I’m prepared for the new year though, at least more than usual. This is new for me. In the past, when I felt extremely lost and trapped in my OCD, I never worried about New Year’s. I figured what’s the point of setting goals if I knew my OCD would prevent me from doing them. Since I finally figured out what I wanted to do in 2022 (if you’re feeling lost, I promise you’ll figure it out!), I’ve felt this pressure around the new year to establish goals, make a mood board and plan out the year. It is helpful, luck favors the prepared after all, but a lot of the pressure comes from seeing other people planning out their years on TikTok. I don’t often get FOMO (I don’t even like writing the acronym), but something about everyone else planning their year makes me feel like I should do it too. People get really excited about it too, and it’s kind of annoying, but there’s also this energy of new starts that I feel like I need to take advantage of.

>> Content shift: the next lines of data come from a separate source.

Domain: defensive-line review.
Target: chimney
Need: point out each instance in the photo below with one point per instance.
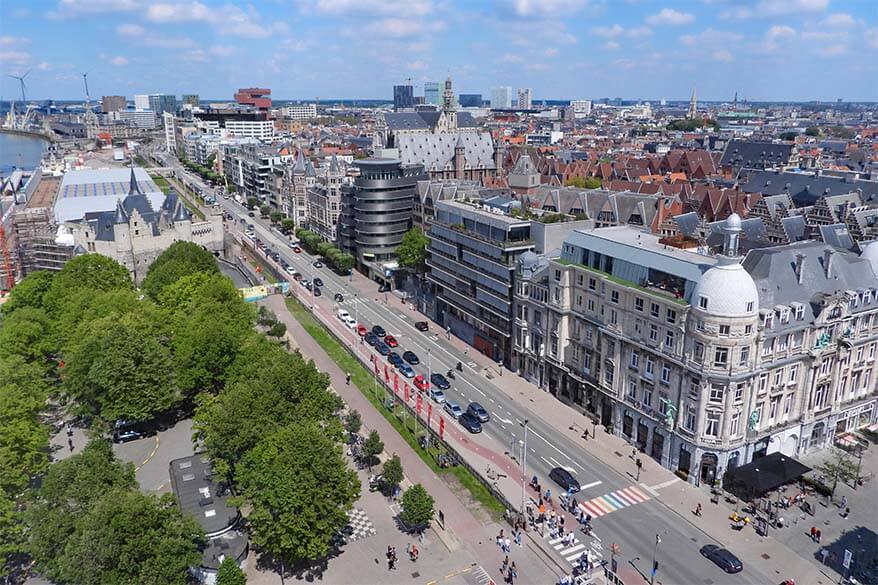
(800, 266)
(827, 261)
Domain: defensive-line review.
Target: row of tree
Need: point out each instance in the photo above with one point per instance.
(341, 262)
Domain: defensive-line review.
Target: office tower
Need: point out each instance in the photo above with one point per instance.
(403, 97)
(501, 98)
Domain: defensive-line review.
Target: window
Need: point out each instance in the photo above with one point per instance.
(712, 427)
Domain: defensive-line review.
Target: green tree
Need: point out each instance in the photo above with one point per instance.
(29, 292)
(299, 489)
(417, 506)
(179, 260)
(230, 573)
(130, 537)
(372, 447)
(412, 251)
(584, 182)
(838, 467)
(392, 472)
(353, 422)
(68, 490)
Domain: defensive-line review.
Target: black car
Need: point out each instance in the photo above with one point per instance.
(723, 558)
(565, 479)
(440, 381)
(470, 423)
(478, 411)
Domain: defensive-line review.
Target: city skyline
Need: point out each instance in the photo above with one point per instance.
(564, 49)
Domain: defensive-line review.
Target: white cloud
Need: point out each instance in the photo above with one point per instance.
(840, 20)
(671, 17)
(711, 38)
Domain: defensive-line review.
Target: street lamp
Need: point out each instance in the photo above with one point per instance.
(658, 540)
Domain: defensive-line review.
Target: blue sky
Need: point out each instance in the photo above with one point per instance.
(302, 49)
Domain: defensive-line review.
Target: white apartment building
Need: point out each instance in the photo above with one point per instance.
(704, 362)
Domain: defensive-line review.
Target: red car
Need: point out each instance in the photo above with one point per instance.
(421, 383)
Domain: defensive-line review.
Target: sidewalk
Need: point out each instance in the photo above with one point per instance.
(463, 530)
(766, 554)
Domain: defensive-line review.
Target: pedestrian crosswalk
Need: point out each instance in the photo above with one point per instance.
(607, 503)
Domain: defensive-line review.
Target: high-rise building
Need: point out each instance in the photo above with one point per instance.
(141, 102)
(432, 93)
(470, 100)
(162, 102)
(113, 103)
(257, 97)
(403, 97)
(501, 98)
(524, 98)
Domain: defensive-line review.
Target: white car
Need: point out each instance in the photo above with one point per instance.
(346, 318)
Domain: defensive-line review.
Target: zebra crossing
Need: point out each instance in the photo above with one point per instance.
(608, 503)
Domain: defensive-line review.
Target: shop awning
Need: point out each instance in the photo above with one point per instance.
(763, 475)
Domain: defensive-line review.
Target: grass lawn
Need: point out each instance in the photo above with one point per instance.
(363, 379)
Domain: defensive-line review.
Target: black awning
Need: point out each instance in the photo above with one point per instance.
(763, 475)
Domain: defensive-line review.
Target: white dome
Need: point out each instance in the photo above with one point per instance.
(870, 253)
(726, 290)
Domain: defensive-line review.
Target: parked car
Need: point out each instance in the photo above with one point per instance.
(453, 409)
(421, 383)
(565, 479)
(440, 381)
(470, 423)
(478, 411)
(723, 558)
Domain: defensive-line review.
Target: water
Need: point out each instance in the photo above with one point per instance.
(19, 152)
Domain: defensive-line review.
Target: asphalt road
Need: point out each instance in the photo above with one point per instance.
(633, 528)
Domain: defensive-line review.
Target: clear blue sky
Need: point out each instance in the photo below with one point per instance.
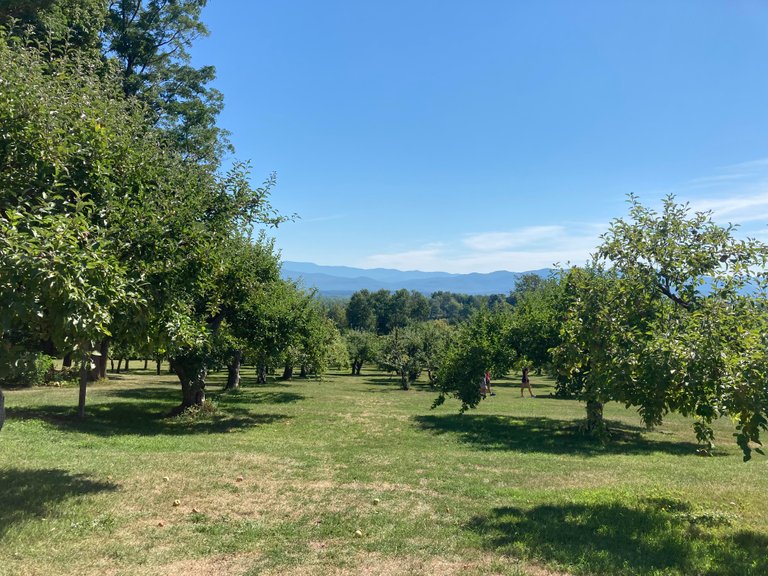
(472, 136)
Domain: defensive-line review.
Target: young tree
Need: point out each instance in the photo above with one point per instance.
(537, 317)
(480, 344)
(362, 347)
(676, 324)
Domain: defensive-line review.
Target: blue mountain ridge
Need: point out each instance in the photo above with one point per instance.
(345, 280)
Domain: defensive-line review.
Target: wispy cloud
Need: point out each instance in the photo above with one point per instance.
(494, 241)
(738, 208)
(324, 218)
(526, 249)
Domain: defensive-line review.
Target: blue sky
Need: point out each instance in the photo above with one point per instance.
(490, 135)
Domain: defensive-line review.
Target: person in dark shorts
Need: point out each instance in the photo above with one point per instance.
(525, 382)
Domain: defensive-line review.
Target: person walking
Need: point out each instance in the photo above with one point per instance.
(525, 382)
(488, 383)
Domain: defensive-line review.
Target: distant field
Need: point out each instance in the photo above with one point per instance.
(353, 476)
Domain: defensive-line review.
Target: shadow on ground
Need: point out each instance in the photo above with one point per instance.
(536, 434)
(143, 419)
(34, 493)
(650, 537)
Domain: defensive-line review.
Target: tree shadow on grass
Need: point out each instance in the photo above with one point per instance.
(142, 419)
(33, 493)
(654, 536)
(536, 434)
(246, 396)
(171, 395)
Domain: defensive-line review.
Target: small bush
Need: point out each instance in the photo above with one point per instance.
(208, 410)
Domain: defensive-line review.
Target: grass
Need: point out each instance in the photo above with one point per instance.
(353, 476)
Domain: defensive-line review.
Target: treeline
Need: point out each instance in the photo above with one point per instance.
(670, 315)
(382, 311)
(120, 228)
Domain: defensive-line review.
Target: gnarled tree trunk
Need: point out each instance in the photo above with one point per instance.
(192, 374)
(233, 371)
(85, 365)
(595, 422)
(2, 409)
(101, 361)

I find it overwhelming to think about what I want though, so I used chatGPT (and people’s prompts from TikTok) to help me figure out what I wanted for the year. It was actually really helpful and kind of fun. From there, I made a mood board using the collage feature on Pinterest and then set it as the background of my phone because I guess a regular visual reminder of your goals subtly influences your daily choices and actions toward achieving them. That’s what I read anyways. To keep up with it, my friend L and I are going to meet at the end of each month to check in on our goals. I’m really excited about the goal check in part because I have this dream of being the type of person who sets goals at the beginning of each month and then meets with a friend to check in on them.
One of my goals is to stop second guessing my writing by questioning if anyone cares what I have to say. I need to let that thought process go, it’s not useful or kind. It’s silly but I feel OCD even telling you about it, like now that I brought it up, you will be like, wait, maybe I don’t care what she has to say! But hypothetical you is wrong and not real! It’s a journey. I’ll let you know how it goes.